For pastors, WELS provides worship formats and Bible classes suited to autistic kids. Clergy are also invited to Midwest summer camps, featuring training programs in disabled outreach. Plus, using a WELS e-book, local churches can start their own parent support networks.
This international ministry, hailing from Houston, Texas, offers a disability program called Champions Club. Membership is welcome to kids ages 4 through 12, across the autism spectrum. Each developmental center or “club” has four activity rooms, all uniquely appointed and expertly staffed. Club meetings occur on Sundays, coinciding with worship services.
“Champions Club is a premier ministry and developmental program for young people with special needs. This program is in partnership with Joel Osteen’s Lakewood Church, where the Champions Club was originally launched in 2008. This program will meet the developmental needs of children in four important ways: SPIRITUALLY, INTELLECTUALLY, MENTALLY, and PHYSICALLY.”
In the Physical Therapy Room, professionals exercise kids using a trampoline, slide, stairs, and interactive games. Children decompress in the Sensory Room, doing calming projects. In the Educational Room, coaches lead fun learning activities. The Spiritual Therapy Room is where kids hear about God’s love and His good plan for them.
Churches can also subscribe to Champions Membership, complete with all the resources and tools to launch local clubs. The welcome package includes a manual, intake and assessment forms, developmental plans, and instructional videos. As of September 2019, Family Memberships will be offered, giving parents of autistic kids access to group counseling, life skills training, and ongoing encouragement.

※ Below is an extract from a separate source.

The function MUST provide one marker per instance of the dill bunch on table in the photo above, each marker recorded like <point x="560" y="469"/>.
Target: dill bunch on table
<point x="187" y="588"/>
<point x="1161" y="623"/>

Conclusion to Ministries for Parents of Children with Autism
Regarding church attendance and participation, applied behavior analysts can work with parents to help their children with autism become more attentive, responsive, and cooperative. To instill desired behaviors, a therapist uses things a child values as rewards, such as toys, books, or privileges, like watching videos.
When a child shows poor conduct, the therapist introduces a better substitute. This sequence is repeated several times. Whenever the child cooperates, they earn a reward and lavish praise. With continued practice, they learn to behave in a favorable manner, one with benefits!
Pair kids with ABA therapists and worship become more accessible, pleasant, and fun for everyone!
Search your community and surrounding areas for ministries that welcome individuals with all abilities.